### Install gower package

In [1]:
pip install gower

Note: you may need to restart the kernel to use updated packages.


You should consider upgrading via the 'd:\pycharm\pycharmprojects\ap_test\venv\scripts\python.exe -m pip install --upgrade pip' command.


### Import  required packages

In [2]:
import pandas as pd
import gower
import numpy as np
from sklearn.cluster import AffinityPropagation
from sklearn import metrics

### Select required attributes

In [3]:
columns = ['estimatedp', 'wtr_srcdes', 'wtr_hauled', 'priv_wells', \
               'wc_exists', 'wc_adeq', 'wc_hlth', 'ww_public', 'ppl_nowat_r', 'ppl_noww_r', 'ppl_yeswat_r', 'ppl_yesww_r']

### Specify file paths

In [4]:
colonias_Y_path = 'dataset/colonias_Y_norm.csv'
colonias_N_path = 'dataset/colonias_N_norm.csv'

### For Colonias with public water services

In [None]:
# 1. Read corresponding csv file
df = pd.read_csv(colonias_Y_path)[columns]
df.head()

In [None]:
# 2. Select records in which population rate is not larger than 1
selected_df = df[(df['ppl_nowat_r'] <= 1) & (df['ppl_noww_r'] <= 1)
                 & (df['ppl_yeswat_r'] <= 1) & (df['ppl_yesww_r'] <= 1)]

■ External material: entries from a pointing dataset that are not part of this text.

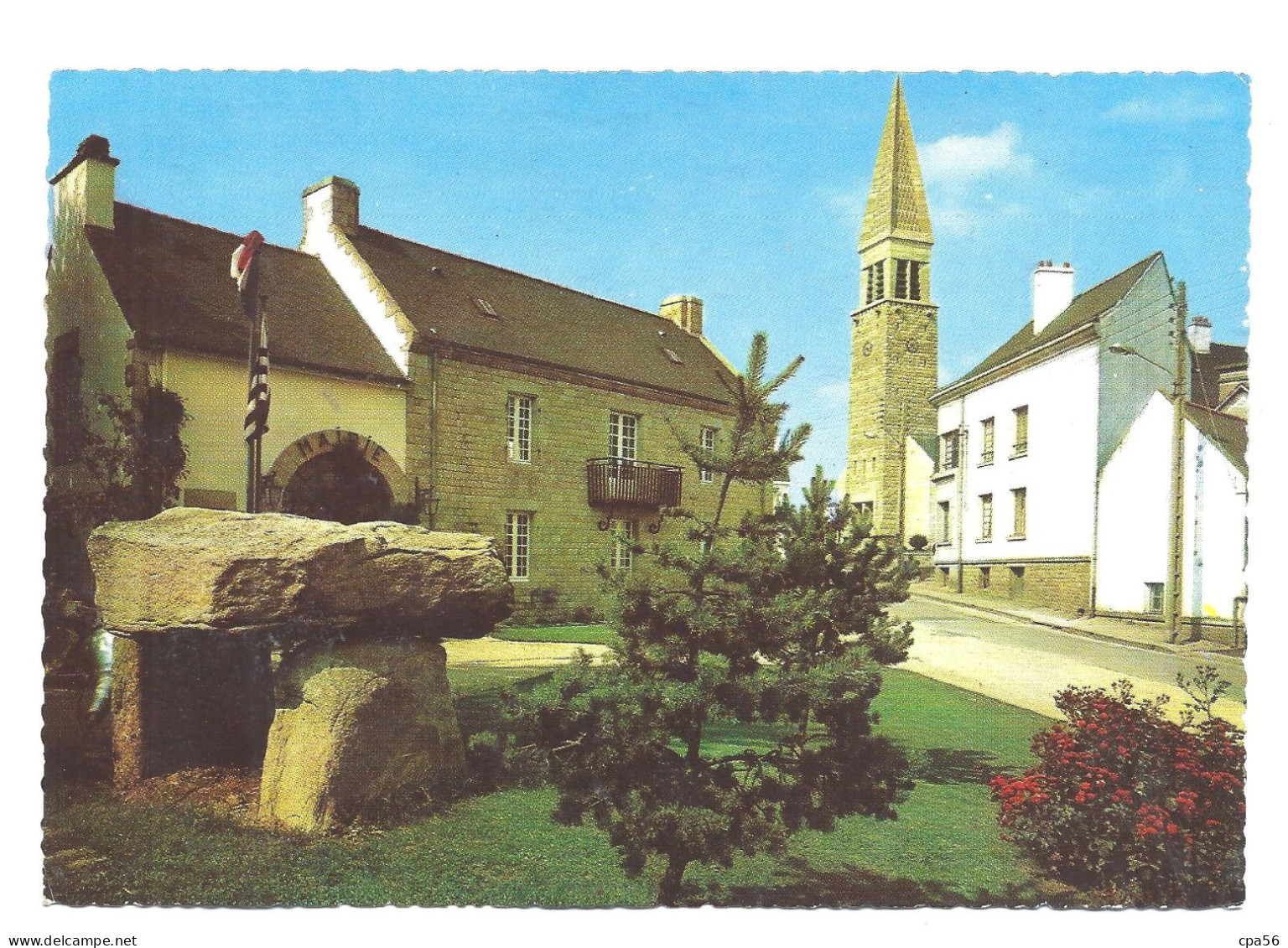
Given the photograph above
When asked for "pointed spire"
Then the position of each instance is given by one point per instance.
(896, 204)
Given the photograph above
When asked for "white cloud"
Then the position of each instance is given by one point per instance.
(1177, 110)
(958, 160)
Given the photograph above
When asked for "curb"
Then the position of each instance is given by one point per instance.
(1189, 648)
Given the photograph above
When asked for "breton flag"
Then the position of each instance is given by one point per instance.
(257, 402)
(245, 269)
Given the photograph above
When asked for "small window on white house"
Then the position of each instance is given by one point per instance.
(518, 422)
(622, 436)
(1155, 598)
(518, 537)
(708, 442)
(624, 533)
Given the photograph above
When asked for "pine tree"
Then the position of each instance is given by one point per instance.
(740, 624)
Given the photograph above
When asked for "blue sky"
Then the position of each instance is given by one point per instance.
(742, 189)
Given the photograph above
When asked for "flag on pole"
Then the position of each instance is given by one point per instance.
(245, 271)
(257, 400)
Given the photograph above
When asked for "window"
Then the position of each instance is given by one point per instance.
(1021, 499)
(518, 427)
(985, 516)
(624, 533)
(1021, 431)
(948, 444)
(65, 405)
(622, 436)
(518, 533)
(875, 282)
(907, 280)
(946, 523)
(1155, 598)
(708, 442)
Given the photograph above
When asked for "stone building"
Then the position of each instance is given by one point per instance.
(408, 383)
(894, 343)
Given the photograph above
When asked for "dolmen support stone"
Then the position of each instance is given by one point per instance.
(362, 719)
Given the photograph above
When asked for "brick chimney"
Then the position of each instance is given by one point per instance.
(330, 201)
(684, 312)
(1052, 293)
(86, 189)
(1199, 334)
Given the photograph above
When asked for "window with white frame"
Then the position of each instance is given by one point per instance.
(518, 427)
(1021, 431)
(622, 436)
(624, 533)
(1021, 504)
(985, 516)
(708, 442)
(518, 545)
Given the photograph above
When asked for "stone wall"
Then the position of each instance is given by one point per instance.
(475, 484)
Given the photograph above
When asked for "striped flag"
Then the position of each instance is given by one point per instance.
(245, 269)
(257, 400)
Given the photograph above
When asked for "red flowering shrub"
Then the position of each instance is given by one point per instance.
(1131, 804)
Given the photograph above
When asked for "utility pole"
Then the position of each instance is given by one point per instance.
(1176, 501)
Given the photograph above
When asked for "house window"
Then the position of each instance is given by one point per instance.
(518, 536)
(1021, 501)
(985, 516)
(622, 436)
(624, 533)
(1021, 431)
(948, 444)
(1155, 598)
(708, 442)
(946, 523)
(518, 420)
(65, 402)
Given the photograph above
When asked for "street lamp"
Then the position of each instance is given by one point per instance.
(1176, 496)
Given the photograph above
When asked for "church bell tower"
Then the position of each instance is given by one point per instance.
(894, 340)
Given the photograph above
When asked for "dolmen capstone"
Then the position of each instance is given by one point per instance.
(357, 719)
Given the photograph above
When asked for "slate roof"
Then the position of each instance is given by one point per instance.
(1228, 432)
(1086, 308)
(170, 278)
(446, 297)
(1208, 367)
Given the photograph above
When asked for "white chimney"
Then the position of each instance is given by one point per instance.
(1201, 334)
(86, 189)
(1052, 293)
(330, 201)
(684, 312)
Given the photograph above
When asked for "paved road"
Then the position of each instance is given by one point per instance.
(1026, 665)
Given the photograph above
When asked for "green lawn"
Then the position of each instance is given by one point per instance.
(502, 849)
(579, 635)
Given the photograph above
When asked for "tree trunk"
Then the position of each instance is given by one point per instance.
(668, 892)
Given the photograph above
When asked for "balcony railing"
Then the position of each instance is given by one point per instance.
(617, 482)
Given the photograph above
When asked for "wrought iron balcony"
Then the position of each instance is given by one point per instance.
(615, 482)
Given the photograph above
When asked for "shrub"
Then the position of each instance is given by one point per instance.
(1130, 804)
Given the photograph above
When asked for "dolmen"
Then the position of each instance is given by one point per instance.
(307, 648)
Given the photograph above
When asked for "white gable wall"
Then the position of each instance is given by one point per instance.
(1057, 470)
(1132, 547)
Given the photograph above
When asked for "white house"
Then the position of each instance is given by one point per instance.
(1132, 549)
(1026, 434)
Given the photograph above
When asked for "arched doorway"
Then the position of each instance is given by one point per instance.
(338, 475)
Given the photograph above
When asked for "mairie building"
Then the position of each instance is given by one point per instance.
(408, 383)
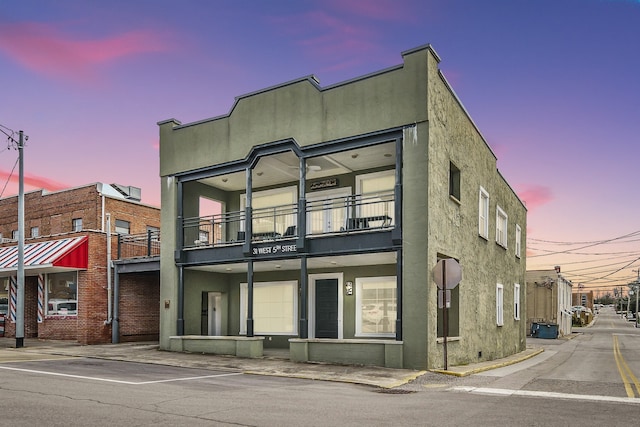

#### Construct Similarity Metric

In [None]:
# use gower distance to construct similarity metric
similarity_metric = gower.gower_matrix(selected_df)
print(similarity_metric)

In [None]:
# Select median value in the similarity_metrix as the preference value (defined in Affinity Propagation algorithm)
preference = np.median(similarity_metric)
print(preference)

In [None]:
# Replace diagonal value with the preference value
np.fill_diagonal(similarity_metric, preference)
# Multiply with -1
similarity_metric *= -1
print(similarity_metric)

#### Applying Affinity Propagation and compare clustering results under different damping factors and iterations

In [None]:
dampings = [0.5, 0.6, 0.7, 0.8, 0.9]
iterations = range(200, 1050, 50)

In [None]:
for damping in dampings:
    for i in iterations:
        # Apply calculated similarity_metric to AP algorithm
        af = AffinityPropagation(affinity='precomputed', damping=damping, max_iter=i).fit(similarity_metric)
        # Get the number of clusters
        n_clusters = len(np.unique(af.labels_))
        # Get corresponding labels
        cluster_labels = af.labels_
        # Calculate silhouette score
        silhouette_avg = metrics.silhouette_score(similarity_metric, cluster_labels)
        print('Damping=', damping, ', iteration=', i, ' n_clusters=', n_clusters,
              'The average SScore=', silhouette_avg)

### For Colonias without public water services

In [None]:
# 1. Read corresponding csv file
df = pd.read_csv(colonias_N_path)[columns]
df.head()

In [None]:
# 2. Select records in which population rate is not larger than 1
selected_df = df[(df['ppl_nowat_r'] <= 1) & (df['ppl_noww_r'] <= 1)
                 & (df['ppl_yeswat_r'] <= 1) & (df['ppl_yesww_r'] <= 1)]

#### Construct Similarity Metric

In [None]:
# use gower distance to construct similarity metric
similarity_metric = gower.gower_matrix(selected_df)
print(similarity_metric)

In [None]:
# Select median value in the similarity_metrix as the preference value (defined in Affinity Propagation algorithm)
preference = np.median(similarity_metric)
print(preference)

In [None]:
# Replace diagonal value with the preference value
np.fill_diagonal(similarity_metric, preference)
# Multiply with -1
similarity_metric *= -1
print(similarity_metric)

#### Applying Affinity Propagation and compare clustering results under different damping factors and iterations

In [None]:
dampings = [0.5, 0.6, 0.7, 0.8, 0.9]
iterations = range(200, 1050, 50)

In [None]:
for damping in dampings:
    for i in iterations:
        # Apply calculated similarity_metric to AP algorithm
        af = AffinityPropagation(affinity='precomputed', damping=damping, max_iter=i).fit(similarity_metric)
        # Get the number of clusters
        n_clusters = len(np.unique(af.labels_))
        # Get corresponding labels
        cluster_labels = af.labels_
        # Calculate silhouette score
        silhouette_avg = metrics.silhouette_score(similarity_metric, cluster_labels)
        print('Damping=', damping, ', iteration=', i, ' n_clusters=', n_clusters,
              'The average SScore=', silhouette_avg)